Oikawa se rinça le visage. L'eau froide le rassénera. Il n'avait rien fait pour provoquer la colère de Shimizu, Iwaizumi non plus. Ils ne risquaient rien. Pour le moment.
Il se mordit la lèvre. Pour la première fois depuis longtemps, il était certain d'avoir trouvé l'amour. Certes, ça ne faisait pas longtemps, mais ça sonnait comme une évidence et il ne voulait pas le perdre.

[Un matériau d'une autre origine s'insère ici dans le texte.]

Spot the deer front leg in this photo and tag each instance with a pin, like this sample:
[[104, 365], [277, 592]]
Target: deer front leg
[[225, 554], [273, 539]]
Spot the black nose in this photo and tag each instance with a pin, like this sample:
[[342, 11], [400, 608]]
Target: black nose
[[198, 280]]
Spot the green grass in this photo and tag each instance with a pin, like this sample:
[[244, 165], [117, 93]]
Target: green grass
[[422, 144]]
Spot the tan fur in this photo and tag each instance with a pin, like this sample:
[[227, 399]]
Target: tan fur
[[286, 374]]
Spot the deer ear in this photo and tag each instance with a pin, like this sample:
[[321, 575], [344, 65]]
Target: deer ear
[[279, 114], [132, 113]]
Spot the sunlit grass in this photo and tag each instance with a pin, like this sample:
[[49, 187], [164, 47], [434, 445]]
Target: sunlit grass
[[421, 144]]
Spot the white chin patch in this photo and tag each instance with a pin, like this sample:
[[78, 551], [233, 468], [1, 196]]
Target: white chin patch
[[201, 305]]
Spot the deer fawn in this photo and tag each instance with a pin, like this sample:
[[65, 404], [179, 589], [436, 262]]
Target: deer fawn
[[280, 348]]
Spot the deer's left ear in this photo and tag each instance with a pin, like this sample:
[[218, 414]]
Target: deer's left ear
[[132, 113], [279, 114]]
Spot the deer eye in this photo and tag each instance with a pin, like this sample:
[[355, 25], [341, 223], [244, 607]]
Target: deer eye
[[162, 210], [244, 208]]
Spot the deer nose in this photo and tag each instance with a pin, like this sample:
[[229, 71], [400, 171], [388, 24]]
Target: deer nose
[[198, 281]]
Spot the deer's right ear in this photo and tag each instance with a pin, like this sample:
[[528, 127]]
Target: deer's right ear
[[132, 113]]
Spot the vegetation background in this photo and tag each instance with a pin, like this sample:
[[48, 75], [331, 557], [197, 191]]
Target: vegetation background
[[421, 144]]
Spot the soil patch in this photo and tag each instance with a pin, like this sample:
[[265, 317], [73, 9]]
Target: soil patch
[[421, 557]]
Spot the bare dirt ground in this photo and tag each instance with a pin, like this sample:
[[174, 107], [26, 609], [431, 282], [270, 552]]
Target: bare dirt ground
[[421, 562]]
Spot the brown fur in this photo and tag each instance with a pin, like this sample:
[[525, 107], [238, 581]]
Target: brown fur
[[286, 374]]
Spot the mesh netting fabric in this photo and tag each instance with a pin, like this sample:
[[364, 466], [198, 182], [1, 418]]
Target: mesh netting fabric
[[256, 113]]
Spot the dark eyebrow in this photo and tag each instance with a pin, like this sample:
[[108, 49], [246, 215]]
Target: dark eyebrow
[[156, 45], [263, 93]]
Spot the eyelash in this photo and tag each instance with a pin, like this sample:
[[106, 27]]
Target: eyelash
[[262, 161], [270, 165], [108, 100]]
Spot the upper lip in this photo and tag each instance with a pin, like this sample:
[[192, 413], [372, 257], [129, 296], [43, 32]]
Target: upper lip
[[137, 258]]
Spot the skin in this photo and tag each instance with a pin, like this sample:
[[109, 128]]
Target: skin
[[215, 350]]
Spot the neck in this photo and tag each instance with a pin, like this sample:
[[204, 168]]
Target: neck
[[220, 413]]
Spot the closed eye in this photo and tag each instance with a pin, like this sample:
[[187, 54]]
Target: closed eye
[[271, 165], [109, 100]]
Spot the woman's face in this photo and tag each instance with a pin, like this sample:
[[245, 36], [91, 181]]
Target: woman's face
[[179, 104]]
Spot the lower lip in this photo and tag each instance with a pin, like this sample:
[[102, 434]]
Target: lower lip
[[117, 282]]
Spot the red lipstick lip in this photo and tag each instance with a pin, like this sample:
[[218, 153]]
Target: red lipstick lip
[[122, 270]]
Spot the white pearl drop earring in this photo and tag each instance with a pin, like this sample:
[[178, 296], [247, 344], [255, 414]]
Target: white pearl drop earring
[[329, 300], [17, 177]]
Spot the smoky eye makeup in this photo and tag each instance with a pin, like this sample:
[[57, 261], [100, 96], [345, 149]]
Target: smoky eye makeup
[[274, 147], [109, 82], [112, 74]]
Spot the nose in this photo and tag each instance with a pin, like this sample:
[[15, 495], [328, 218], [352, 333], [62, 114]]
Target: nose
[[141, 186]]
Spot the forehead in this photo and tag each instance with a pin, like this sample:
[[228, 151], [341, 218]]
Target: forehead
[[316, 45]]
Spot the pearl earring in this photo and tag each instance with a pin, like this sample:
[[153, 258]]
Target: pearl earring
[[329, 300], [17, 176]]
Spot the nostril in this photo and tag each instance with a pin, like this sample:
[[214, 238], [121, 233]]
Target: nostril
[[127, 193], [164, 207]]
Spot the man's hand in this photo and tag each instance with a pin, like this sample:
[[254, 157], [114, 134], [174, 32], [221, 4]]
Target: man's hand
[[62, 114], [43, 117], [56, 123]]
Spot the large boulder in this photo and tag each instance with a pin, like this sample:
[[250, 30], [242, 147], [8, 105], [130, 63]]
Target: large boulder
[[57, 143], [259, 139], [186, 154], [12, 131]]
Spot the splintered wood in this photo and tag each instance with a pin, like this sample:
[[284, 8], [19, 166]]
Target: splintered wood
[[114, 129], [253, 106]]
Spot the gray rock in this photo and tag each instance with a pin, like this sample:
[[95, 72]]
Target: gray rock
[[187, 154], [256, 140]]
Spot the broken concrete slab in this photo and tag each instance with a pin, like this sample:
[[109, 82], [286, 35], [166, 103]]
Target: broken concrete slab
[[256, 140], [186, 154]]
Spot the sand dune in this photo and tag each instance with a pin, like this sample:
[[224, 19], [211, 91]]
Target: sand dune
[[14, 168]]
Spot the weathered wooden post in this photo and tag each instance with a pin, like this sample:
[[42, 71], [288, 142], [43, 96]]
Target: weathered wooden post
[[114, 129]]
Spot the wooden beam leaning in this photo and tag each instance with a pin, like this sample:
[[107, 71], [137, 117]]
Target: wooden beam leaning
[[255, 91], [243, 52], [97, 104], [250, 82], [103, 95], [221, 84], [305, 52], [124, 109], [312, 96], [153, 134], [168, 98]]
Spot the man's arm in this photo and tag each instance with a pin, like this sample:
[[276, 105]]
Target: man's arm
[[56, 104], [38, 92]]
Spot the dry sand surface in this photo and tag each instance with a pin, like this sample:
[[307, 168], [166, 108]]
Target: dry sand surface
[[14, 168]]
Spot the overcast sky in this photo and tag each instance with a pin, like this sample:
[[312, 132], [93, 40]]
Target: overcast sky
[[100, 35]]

Il s'accroupit, le visage trempé. Si quoi que ce soit se produisait, il devait avoir un moyen de s'échapper. Il devait réussir à trouver quelque chose pour le protéger. La Demoiselle avait des contacts partout, mais si elle s'en prenait à lui, il pourrait révéler des choses fâcheuses, ainsi que des clients. Elle ne risquerait jamais ça, pour les enfants.
Peut-être faudrait-il qu'il en parle à Hanamaki. Après tout, ils étaient dans le même bateau et lui n'avait sûrement pas la chance d'avoir quoi que ce soit comme moyen de pression contre la Demoiselle. Malgré leur querelle régulière, ils étaient amis. Et il était hors de question que son ami périsse. Quitte à aller à l'encontre des Corbeaux.
Il se leva et vida son verre d'eau d'un trait. Pour le moment, il ferait mieux de finir sa comptabilité pour le cabinet et arrêter de penser à ça. Le danger n'était pas imminent, il avait le temps de préparer un plan de secours.
Si Shimizu réussissait à éviter une guerre avec Tanji Washijo en éliminant Takeyuki Yamiji alors tout irait bien et il n'aurait pas à s'en servir. Dans le cas contraire… Il serait prêt.
La porte du cabinet s'ouvrit. Oikawa s'insulta mentalement. Hanamaki lui avait dit de fermer et, perdu dans ses pensées et dans son choix soudain de se mettre à sa comptabilité, il n'avait pas pensé à aller la verrouiller.
Il s'avança jusqu'à la salle d'attente, prêt à envoyer paître la personne.
— Désolé, mais on est… Hajime ?
Iwaizumi l'observa, puis tourna la tête dans la direction opposée.
— Il pleut et t'as pas répondu alors… J'suis venu.
— Répondu ? répéta bêtement Oikawa.
— À ton portable, j't'ai envoyé un message pour savoir si tu avais un parapluie pour venir, bougonna-t-il.
Suite à sa remarque, il vit qu'effectivement, Iwaizumi tenait un parapluie mouillé dans la main. Une flaque commençait à se former en dessous de ce dernier.
— Oh, ouais, désolé, j'étais en train de faire les comptes, j'ai oublié de les faire avant et j'ai pas pensé à te prévenir, se rattrapa Oikawa.
Iwaizumi haussa un sourcil et répondit :
— Je vais te laisser alors…
— Non !
Son exclamation les surprit tous les deux, Oikawa ajouta rapidement :
— C'est pas grave ! Je les ferai la semaine prochaine, j'ai le temps !
— T'es sûr ?
— Oui, oui ! Laisse-moi juste quelques secondes et je viens avec toi.
Il tourna le dos et repartit en sens inverse, ranger le classeur qui n'avait même pas servi. Il éteignit les lumières et ils sortirent.
Pendant qu'il fermait la porte, Iwaizumi fit bien attention à ce que la pluie ne le touche pas, et resta près de lui. Ils entamèrent leur pas juste après.
D'un geste tendre et le rouge aux joues, Iwaizumi passa un bras autour de ses épaules, l'obligeant ainsi à se coller à lui.
Un sourire aux lèvres, mais le coeur lourd, Oikawa pria. Il pria pour que Shimizu réussisse son plan, il pria pour ne jamais être découvert, il pria pour qu'Iwaizumi l'aime jusqu'à la fin.
Il pria pour que tout se passe bien.